The Harkin bill would require loans to be reported “in a manner that reflects the unique attributes of a Federal student loan.” Of particular concern is the reporting of loan payments as “paid as agreed” when the payments satisfy the terms of an income-based or income contingent repayment plan. The bill also would require furnishing information about a loan’s delinquency, default, post-default performance, rehabilitation, and post-rehabilitation performance in a manner that ensures the entire loan history is reported as a single open account for the duration of the borrower’s financial obligation.
Current law requires ED to accept determinations made by the Department of Veterans Affairs that an individual is unemployable due to a service-connected condition for purposes of discharging federal student loans based on disability. The Harkin bill would expand that provision to include such determinations made by the Department of Defense, as well as disability ratings of 100 percent (including multiple ratings that together total 100 percent or more). The bill would also require ED to accept determinations by the Social Security Administration that a borrower is disabled with no expectation of medical improvement. Loans discharged due to any of these determinations would not be subject to reinstatement.

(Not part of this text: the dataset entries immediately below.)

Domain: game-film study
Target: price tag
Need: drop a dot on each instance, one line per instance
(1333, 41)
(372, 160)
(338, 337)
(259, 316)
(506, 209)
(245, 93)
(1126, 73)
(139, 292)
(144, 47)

Current law allows discharge of a loan that was falsely certified as a result “of a crime of identity theft.” Current regulation therefore requires an individual seeking discharge to provide a copy of a local, State, or Federal court verdict or judgment that conclusively determines that the individual who is named as the borrower of the loan was the victim of a crime of identity theft by a perpetrator named in the verdict or judgment. The Harkin bill would strike the words “of a crime” so that the statutory language would read that the loan was falsely certified as a result of identity theft.
The Harkin bill would make the same changes to the Perkins Loan military service deferment as it would to the Direct Loan deferment (described above). It would carry the same change regarding eligible military service (deleting the requirement to serve in an area of hostilities) through to the Perkins loan forgiveness provision.